Theory triangulation
Theory triangulation is a process whereby emergent findings are corroborated with existing social science theories. See also Triangulation.

Threshold NNT
Maximum number needed to treat (NNT) or number needed to harm (NNH) accepted as justifying the benefits and harms of therapy. See also Test threshold.

Time-series design
In this study design, data are collected at several times both before and after the intervention; data collected before the intervention allow the underlying trend and cyclical (seasonal) effects to be estimated. Data collected after the intervention allow the intervention effect to be estimated while accounting for underlying secular trends. The time-series design monitors the occurrence of outcomes or endpoints over a number of cycles and determines whether the pattern changes coincident with the intervention.

Tinel sign
Paresthesias in the distribution of the median nerve when the clinician taps on the distal wrist crease over the median nerve.

Treatment effect
The results of comparative clinical studies can be expressed using various intervention effect measures. Examples are absolute risk reduction (ARR), relative risk reduction (RRR), odds ratio (OR), number needed to treat (NNT), and effect size. The appropriateness of using these to express an intervention effect and whether probabilities, means, or medians are used to calculate them depend on the type of outcome variable used to measure health outcomes.

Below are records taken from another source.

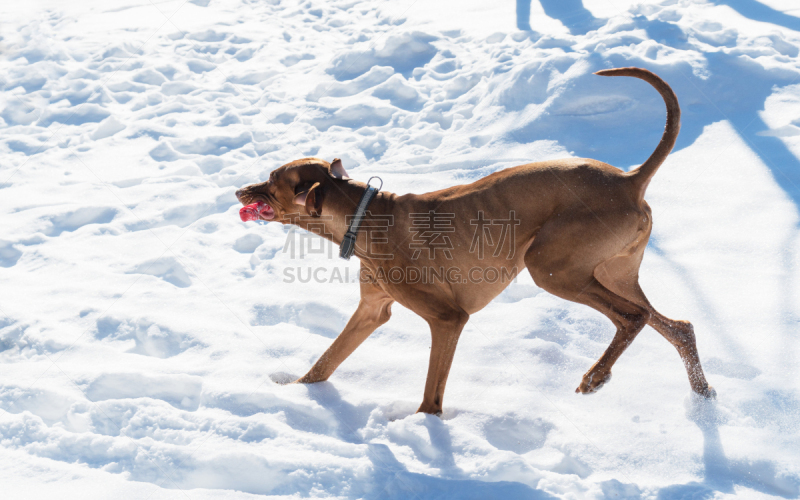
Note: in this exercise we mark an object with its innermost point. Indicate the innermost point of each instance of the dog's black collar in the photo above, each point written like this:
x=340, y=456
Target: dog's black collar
x=348, y=245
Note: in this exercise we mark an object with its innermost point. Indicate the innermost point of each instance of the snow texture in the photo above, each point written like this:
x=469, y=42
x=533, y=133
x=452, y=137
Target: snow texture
x=146, y=332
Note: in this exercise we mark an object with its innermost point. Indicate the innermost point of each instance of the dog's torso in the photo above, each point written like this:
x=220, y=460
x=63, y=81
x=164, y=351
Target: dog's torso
x=475, y=236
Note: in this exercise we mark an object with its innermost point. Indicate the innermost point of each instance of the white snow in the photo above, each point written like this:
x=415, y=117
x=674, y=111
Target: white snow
x=145, y=331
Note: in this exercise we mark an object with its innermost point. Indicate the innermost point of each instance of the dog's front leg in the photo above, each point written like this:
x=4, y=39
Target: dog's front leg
x=445, y=331
x=374, y=309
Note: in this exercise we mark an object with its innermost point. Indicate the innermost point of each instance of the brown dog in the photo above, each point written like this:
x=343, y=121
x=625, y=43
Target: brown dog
x=580, y=227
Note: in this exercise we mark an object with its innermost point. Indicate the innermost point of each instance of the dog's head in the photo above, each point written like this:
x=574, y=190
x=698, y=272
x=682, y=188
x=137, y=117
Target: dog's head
x=297, y=188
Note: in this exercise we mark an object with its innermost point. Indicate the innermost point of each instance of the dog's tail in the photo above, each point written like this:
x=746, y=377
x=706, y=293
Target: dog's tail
x=641, y=176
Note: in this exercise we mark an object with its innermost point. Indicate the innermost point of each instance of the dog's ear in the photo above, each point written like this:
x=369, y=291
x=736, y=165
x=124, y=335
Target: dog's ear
x=311, y=200
x=337, y=170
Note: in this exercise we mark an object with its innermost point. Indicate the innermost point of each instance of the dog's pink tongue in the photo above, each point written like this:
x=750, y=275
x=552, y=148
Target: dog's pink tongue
x=254, y=211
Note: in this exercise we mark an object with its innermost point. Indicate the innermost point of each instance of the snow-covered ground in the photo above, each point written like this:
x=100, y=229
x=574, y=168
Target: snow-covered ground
x=144, y=329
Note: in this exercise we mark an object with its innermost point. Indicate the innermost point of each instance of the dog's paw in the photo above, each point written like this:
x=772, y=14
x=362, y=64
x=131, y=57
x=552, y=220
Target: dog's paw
x=593, y=382
x=708, y=393
x=430, y=409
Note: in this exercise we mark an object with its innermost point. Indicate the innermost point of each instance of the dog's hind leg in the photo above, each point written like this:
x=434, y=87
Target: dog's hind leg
x=374, y=309
x=621, y=275
x=568, y=274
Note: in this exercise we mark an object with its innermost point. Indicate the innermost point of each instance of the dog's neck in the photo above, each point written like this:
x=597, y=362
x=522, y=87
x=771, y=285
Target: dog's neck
x=341, y=202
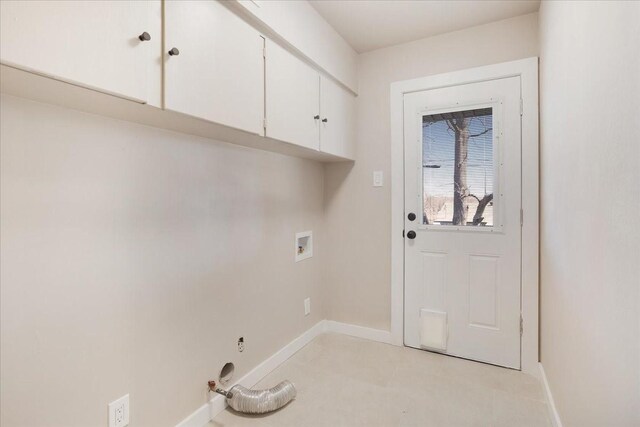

For example, ARR, RRR, and NNT are used for dichotomous variables, and effect sizes are normally used for continuous variables. See also Absolute risk reduction; Relative risk reduction; Odds ratio; Number needed to treat.

Treatment target
The manifestation of illness (a symptom, sign, or physiological abnormality) toward which a treatment is directed. See also Endpoint.

Treatment threshold
Probability above which a clinician would consider a diagnosis confirmed and would stop testing and initiate treatment. See also Test threshold.

Trial of therapy
In a trial of therapy, the physician offers the patient an intervention, reviews the impact of the intervention on that patient at some subsequent time, and, depending on the impact, recommends either continuation or discontinuation of the intervention.

Triangulation
1. More than one investigator collects and analyzes the raw data, such that the findings emerge through consensus among investigators. 2. In qualitative research, an analytic approach in which key findings are corroborated using multiple sources of information.

Trigger orders
Orders in response to which the computer decision support system (CDSS) would initiate action.

Trim-and-fill method
When publication bias is suspected in a systematic review, investigators may attempt to estimate the true intervention effect by removing, or trimming, small positive-result studies that do not have a negative-result study counterpart and then calculating a supposed true effect from the resulting symmetric funnel plot. The investigators then replace the positive-result studies they have removed and add hypothetical studies that mirror these positive-result studies to create a symmetric funnel plot that retains the new pooled effect estimate. This method allows the calculation of an adjusted confidence interval and an estimate of the number of missing trials.

True negative
Those whom the test correctly identifies as not having the target disorder.

True positive
Those whom the test correctly identifies as having the target disorder.

Type I error
An error created by rejecting the null hypothesis when it is true (ie, investigators conclude that a relationship exists between variables when it does not).

Type II error
An error created by accepting the null hypothesis when it is false (ie, investigators conclude that no relationship exists between variables when, in fact, a relationship does exist).